With his vision in place, Wallace worked out his game plan. Its most important component: commitment. This is no mere platitude but a specific strategy. Starting a business, he says, “is a massive stone ball. The hardest thing to do is get it moving, and the first few years it’s really hard to keep it going.” That first year he committed seven days every week to AmbientLife, spending the first five hours of each day researching potential clients, introducing himself to people, and building contacts.

“I call it farming: research and planting seeds,” he says. “Some seeds pop out of the ground in a month, some seeds might take two or three years.” After an hour’s break for lunch, Wallace spent 10 to 12 hours practicing. “A car is a multiangle, multilayered surface, a nightmare to light,” he says. “If I do something really difficult and try to perfect that, then my competition is drastically narrowed down.” Wallace often worked on images of dark cars in dark environments: hence, switching out his own Audi. Now based in Manchester, still far from U.K. advertising centers, Wallace had to address his geography. “You get your name and brand known in the area you live, then in the county you live, then in the country, then worldwide.”

The Aston Martin plant where vintage models are restored is located in his area. Wallace paid to take a tour, and when he met the workshop manager, he made a point to get acquainted. A few days later, he made an appointment with the manager. “What’s your main problem?” Wallace asked. “That’s how I approached this—as business. Being a good photographer is not enough. I have to solve a problem. I don’t just talk about the images you want; I ask what are you trying to get across. What’s your message? What’s your problem?”

Aston Martin’s problem was customers disputing monthly invoices for ongoing work on their cars and delaying payments. Two engineers were tied up providing detailed responses. Wallace proposed making weekly visits to each restoration bay photographing the work being done. He had the images loaded on a private website for each car, accessed by a reference number tied to the chassis to hide the owners’ identities. In five months, Wallace says, all customers were paying on time. “I solved his customer problem. If I’m saving him that amount of money, I don’t become a cost, I become an asset. That’s good business.”

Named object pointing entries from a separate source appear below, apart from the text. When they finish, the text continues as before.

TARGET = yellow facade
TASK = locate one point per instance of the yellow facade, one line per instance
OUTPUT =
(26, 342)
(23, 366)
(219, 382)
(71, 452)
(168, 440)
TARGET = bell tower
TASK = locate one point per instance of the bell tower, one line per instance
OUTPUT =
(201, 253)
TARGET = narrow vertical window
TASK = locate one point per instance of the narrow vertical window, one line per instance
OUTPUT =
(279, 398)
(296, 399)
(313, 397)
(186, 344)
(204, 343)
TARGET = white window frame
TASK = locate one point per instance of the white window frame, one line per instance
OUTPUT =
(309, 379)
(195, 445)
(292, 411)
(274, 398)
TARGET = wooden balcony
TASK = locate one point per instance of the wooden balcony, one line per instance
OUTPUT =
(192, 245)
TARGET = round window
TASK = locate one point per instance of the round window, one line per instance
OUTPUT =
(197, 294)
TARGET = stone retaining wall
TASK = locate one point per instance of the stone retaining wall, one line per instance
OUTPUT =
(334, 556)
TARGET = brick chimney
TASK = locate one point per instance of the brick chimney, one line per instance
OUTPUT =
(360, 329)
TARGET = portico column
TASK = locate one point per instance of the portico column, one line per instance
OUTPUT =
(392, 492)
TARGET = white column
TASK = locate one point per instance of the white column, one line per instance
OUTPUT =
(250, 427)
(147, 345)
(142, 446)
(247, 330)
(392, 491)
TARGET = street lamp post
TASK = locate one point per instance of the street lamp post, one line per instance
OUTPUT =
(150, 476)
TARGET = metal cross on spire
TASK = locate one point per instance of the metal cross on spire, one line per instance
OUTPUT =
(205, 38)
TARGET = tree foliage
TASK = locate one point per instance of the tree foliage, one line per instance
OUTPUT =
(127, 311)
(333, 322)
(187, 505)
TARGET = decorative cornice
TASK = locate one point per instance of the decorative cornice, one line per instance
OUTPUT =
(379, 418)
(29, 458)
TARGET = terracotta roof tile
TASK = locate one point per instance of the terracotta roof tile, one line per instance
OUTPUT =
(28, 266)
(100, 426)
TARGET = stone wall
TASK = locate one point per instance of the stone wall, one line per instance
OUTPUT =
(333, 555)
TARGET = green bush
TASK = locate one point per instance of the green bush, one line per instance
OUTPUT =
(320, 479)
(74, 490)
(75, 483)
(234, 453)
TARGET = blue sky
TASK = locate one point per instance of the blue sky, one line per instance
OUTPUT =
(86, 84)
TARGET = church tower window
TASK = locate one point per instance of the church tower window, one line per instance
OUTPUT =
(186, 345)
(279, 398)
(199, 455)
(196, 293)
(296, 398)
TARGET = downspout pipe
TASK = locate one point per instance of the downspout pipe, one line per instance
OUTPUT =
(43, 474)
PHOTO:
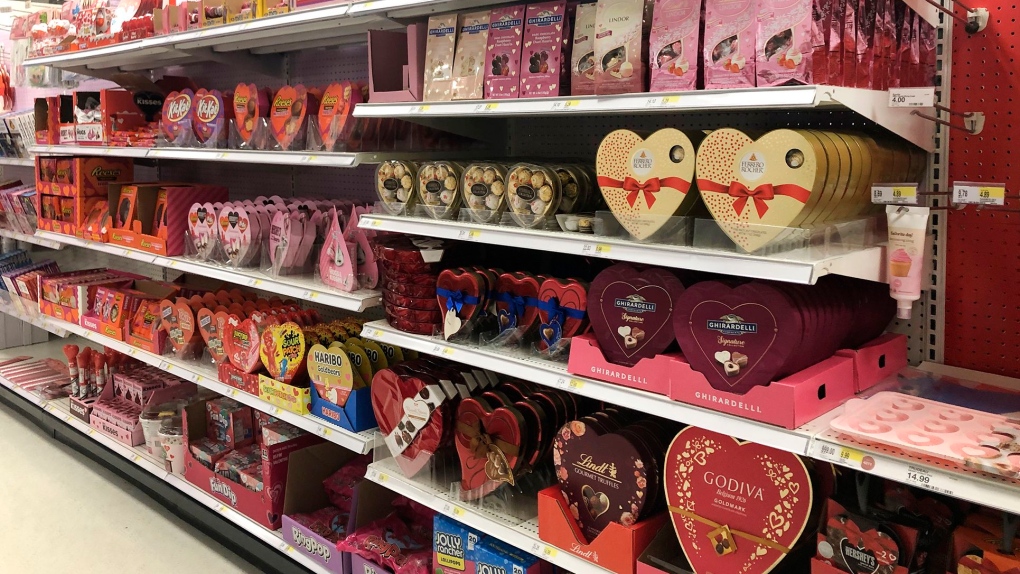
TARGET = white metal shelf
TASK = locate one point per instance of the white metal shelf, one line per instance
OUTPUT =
(17, 161)
(320, 159)
(143, 460)
(550, 373)
(206, 376)
(523, 534)
(297, 287)
(864, 263)
(35, 240)
(870, 104)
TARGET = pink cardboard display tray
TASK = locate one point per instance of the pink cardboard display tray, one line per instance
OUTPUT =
(648, 374)
(968, 437)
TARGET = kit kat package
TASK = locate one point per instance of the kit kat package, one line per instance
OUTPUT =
(785, 42)
(547, 36)
(619, 55)
(582, 51)
(674, 45)
(506, 27)
(728, 56)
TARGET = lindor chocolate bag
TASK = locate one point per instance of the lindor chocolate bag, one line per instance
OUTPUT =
(785, 43)
(619, 57)
(468, 71)
(728, 56)
(440, 48)
(582, 51)
(674, 45)
(547, 34)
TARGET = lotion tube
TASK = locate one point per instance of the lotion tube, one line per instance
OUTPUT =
(907, 227)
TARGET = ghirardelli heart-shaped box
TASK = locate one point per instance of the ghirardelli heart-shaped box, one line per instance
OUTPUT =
(602, 474)
(736, 507)
(631, 311)
(646, 181)
(737, 337)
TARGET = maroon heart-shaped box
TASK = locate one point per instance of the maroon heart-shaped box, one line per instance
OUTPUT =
(652, 374)
(631, 311)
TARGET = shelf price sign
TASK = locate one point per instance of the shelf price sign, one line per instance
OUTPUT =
(979, 194)
(895, 194)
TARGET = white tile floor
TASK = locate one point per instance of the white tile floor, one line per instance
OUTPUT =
(60, 512)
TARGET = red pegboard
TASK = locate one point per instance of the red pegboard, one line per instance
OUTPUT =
(982, 259)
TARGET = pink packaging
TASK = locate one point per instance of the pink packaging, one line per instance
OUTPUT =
(866, 43)
(850, 43)
(582, 51)
(506, 28)
(468, 72)
(728, 58)
(673, 45)
(547, 33)
(439, 58)
(619, 52)
(784, 42)
(834, 63)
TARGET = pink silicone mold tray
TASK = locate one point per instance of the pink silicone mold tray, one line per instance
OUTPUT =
(972, 438)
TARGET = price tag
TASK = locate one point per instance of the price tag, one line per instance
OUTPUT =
(903, 194)
(565, 105)
(924, 478)
(469, 235)
(843, 455)
(979, 194)
(912, 98)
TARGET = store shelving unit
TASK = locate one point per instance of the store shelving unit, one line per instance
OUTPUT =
(298, 287)
(59, 410)
(34, 239)
(523, 534)
(550, 373)
(795, 266)
(202, 375)
(305, 159)
(869, 104)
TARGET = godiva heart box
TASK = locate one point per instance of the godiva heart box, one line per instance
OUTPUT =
(646, 181)
(735, 507)
(631, 311)
(756, 189)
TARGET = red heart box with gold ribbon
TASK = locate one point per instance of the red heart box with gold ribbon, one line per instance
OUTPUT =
(490, 442)
(412, 424)
(736, 507)
(646, 181)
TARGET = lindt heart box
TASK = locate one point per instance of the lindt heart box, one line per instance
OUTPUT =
(736, 507)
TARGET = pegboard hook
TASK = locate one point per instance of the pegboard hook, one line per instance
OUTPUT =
(973, 120)
(976, 20)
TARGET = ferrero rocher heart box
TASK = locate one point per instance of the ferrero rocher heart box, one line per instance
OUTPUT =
(646, 181)
(736, 507)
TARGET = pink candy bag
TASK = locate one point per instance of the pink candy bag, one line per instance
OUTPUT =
(729, 43)
(673, 55)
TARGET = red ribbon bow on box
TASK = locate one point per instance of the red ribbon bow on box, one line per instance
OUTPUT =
(761, 194)
(649, 187)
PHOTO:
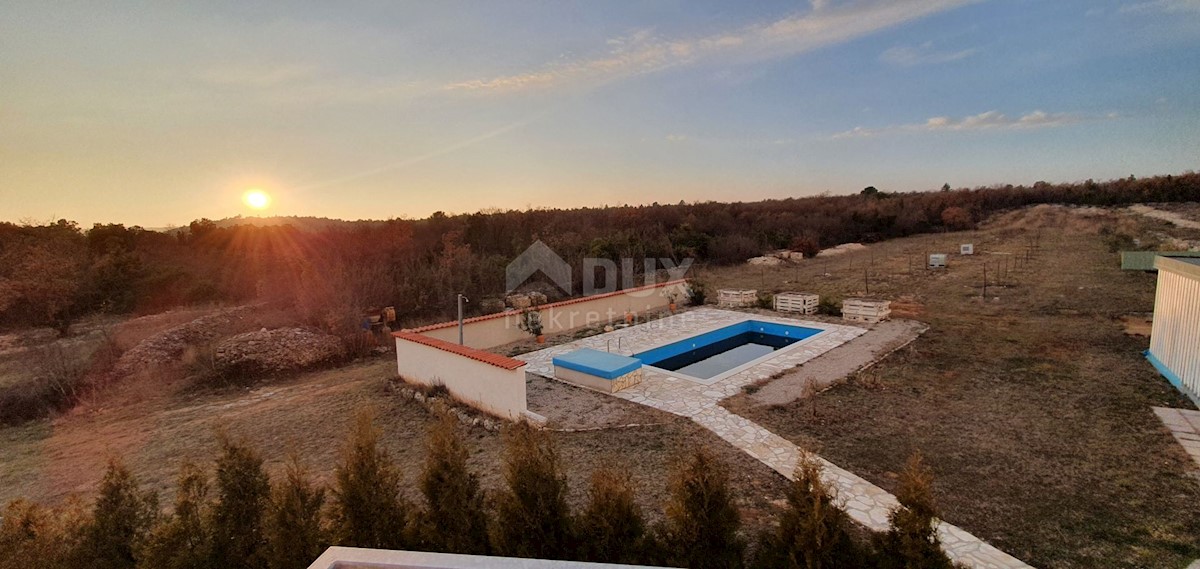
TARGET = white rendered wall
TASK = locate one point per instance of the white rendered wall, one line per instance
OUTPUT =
(487, 387)
(1175, 336)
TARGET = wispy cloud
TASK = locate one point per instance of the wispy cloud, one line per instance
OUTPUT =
(255, 76)
(923, 54)
(991, 120)
(643, 52)
(1169, 6)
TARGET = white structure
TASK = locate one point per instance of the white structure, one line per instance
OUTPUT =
(1175, 336)
(801, 303)
(489, 382)
(737, 298)
(865, 310)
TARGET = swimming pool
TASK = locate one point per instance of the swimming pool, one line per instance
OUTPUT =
(725, 351)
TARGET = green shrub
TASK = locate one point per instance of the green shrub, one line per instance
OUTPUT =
(294, 537)
(912, 543)
(369, 509)
(696, 292)
(701, 520)
(33, 537)
(120, 521)
(612, 527)
(454, 519)
(813, 531)
(532, 516)
(184, 540)
(244, 492)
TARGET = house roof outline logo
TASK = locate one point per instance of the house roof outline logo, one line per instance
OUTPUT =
(538, 257)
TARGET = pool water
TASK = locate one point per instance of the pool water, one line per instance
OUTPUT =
(717, 352)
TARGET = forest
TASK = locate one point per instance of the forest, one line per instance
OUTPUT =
(52, 274)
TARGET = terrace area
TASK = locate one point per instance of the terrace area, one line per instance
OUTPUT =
(700, 401)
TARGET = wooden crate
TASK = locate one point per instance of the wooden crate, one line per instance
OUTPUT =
(802, 303)
(737, 298)
(865, 310)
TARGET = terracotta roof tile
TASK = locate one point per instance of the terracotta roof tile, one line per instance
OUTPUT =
(551, 305)
(475, 354)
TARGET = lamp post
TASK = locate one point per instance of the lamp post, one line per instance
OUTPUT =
(461, 300)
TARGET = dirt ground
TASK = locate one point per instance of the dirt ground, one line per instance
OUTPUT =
(833, 366)
(1031, 403)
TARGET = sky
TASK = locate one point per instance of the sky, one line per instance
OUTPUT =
(157, 113)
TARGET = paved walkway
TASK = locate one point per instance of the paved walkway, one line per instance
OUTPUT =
(1185, 425)
(865, 502)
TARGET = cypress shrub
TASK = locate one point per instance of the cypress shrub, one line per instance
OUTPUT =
(121, 519)
(184, 540)
(813, 531)
(294, 535)
(612, 528)
(912, 543)
(33, 537)
(369, 509)
(244, 492)
(455, 517)
(532, 516)
(701, 520)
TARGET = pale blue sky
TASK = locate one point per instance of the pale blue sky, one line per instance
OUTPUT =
(157, 113)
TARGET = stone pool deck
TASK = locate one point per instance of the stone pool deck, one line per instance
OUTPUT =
(865, 502)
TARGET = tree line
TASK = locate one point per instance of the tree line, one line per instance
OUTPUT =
(239, 517)
(52, 274)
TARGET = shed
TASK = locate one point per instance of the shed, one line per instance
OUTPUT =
(1175, 335)
(802, 303)
(865, 310)
(1145, 259)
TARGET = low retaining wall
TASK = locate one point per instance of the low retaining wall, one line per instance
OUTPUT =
(492, 330)
(486, 381)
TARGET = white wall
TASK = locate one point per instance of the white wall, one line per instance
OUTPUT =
(558, 317)
(487, 387)
(1175, 336)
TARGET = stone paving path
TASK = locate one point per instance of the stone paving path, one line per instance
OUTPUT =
(865, 502)
(1185, 425)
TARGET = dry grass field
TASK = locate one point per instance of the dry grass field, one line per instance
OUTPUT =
(1031, 403)
(154, 425)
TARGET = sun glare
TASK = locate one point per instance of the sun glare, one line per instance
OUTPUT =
(256, 198)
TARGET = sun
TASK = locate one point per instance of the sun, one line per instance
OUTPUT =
(256, 198)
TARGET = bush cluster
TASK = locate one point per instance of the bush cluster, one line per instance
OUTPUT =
(234, 515)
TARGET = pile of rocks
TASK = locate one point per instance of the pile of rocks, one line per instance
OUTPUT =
(282, 349)
(166, 347)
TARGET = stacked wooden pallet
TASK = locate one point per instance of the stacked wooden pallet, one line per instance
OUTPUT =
(865, 310)
(801, 303)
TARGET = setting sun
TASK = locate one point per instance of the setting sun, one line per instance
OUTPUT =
(256, 198)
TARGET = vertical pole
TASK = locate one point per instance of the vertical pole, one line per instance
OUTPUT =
(461, 298)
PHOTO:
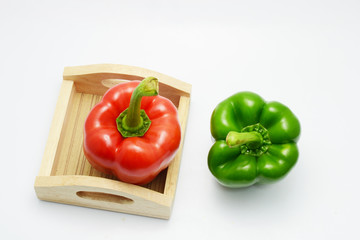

Photographing each car through its restoration to a final “brochure” shoot, he convinced the company to compile the images into one-per-vehicle books bearing only the chassis number on the cover. The car owners gladly paid a premium for these books because they exponentially raised the value of their investment-worthy automobiles. Wallace’s own value was increasing exponentially, too, as Aston Martin assigned him to shoot the company’s 100th anniversary commemoration book, and Wallace’s geography and customer base expanded. “Five or six years after I started my business, I had clients calling in from around the world,” he says. The AmbientLife brand now includes yachts and private jets.

“My ball is rolling on its own now. It’s got its own self-momentum, as long as I keep an eye on it.” He’s still planting seeds.